As the amount of greenhouse gas emissions increases a plan of action has been introduced, know as the "Kyoto Protocol." As of July 2002 seventy-six of earth's one-hundred ninety countries have agreed to cut their emissions under the "Kyoto Protocol." However, only Japan has set some goals, that currently seem unattainable. Many people and businesses are opposed the Kyoto Protocol.

Climate change is a serious, global, long-term issue that must be addressed immediately. Everyone must do their part to have a discernable impact on the decrease of greenhouse gasses (GHG) around the world. Many fear that Alberta has much to lose, economically. Albertans have much to lose if emissions are forced to be cut, many businesses will be forced to find new and expensive ways to produce or refine their products which will raise the cost to Albertans and people around the world. Or if they cannot meet the requirements of Kyoto or any other plan they may be forced to close down completely putting many people out of Jobs. If Alberta chooses to accept the terms of "Kyoto or the Alberta Climate Change Plan," The cost for such commodities such as electricity, water, gasoline, and natural gas, could increase by almost 40% by 2002. With the cost of living already on the rise and with even more expected. many Canadians, especially young Canadians that are paying off student loans. With such a small job market these protocol's threaten the job market even further, and most will not be able to afford survive.

However according to Accu-Weather, the world's leading commercial forecaster, "global air temperature's as measured by land-based weather stations only show an increase of O.45 degrees Celsius over the past century. This may be nothing more than normal climatic variation. Satellite data indicate a slight cooling in the climate in the last 18 years. These satellites use advanced technology and are not subject to the "heat island" effect around major cities that alters ground-based thermometers.
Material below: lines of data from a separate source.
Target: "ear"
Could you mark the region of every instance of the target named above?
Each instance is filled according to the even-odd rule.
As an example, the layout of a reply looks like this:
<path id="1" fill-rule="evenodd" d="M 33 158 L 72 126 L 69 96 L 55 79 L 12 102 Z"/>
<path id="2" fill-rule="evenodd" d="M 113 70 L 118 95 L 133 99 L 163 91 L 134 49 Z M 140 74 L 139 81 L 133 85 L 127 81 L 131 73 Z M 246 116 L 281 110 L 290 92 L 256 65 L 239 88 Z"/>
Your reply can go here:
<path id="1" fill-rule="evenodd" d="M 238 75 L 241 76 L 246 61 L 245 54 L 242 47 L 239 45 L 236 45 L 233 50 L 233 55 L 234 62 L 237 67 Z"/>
Projections of future climate changes are uncertain. Although some computer models predict warming in the next century, these models are very limited. The effects of cloud formations, precipitation, the role of the oceans, or the sun, are still not well known and often inadequately represented in the climate models --- although all play a major role in determining our climate. Scientists who work on these models are quick to point out that they are far from perfect representations of reality, and are probably not advanced enough for direct use in policy implementation.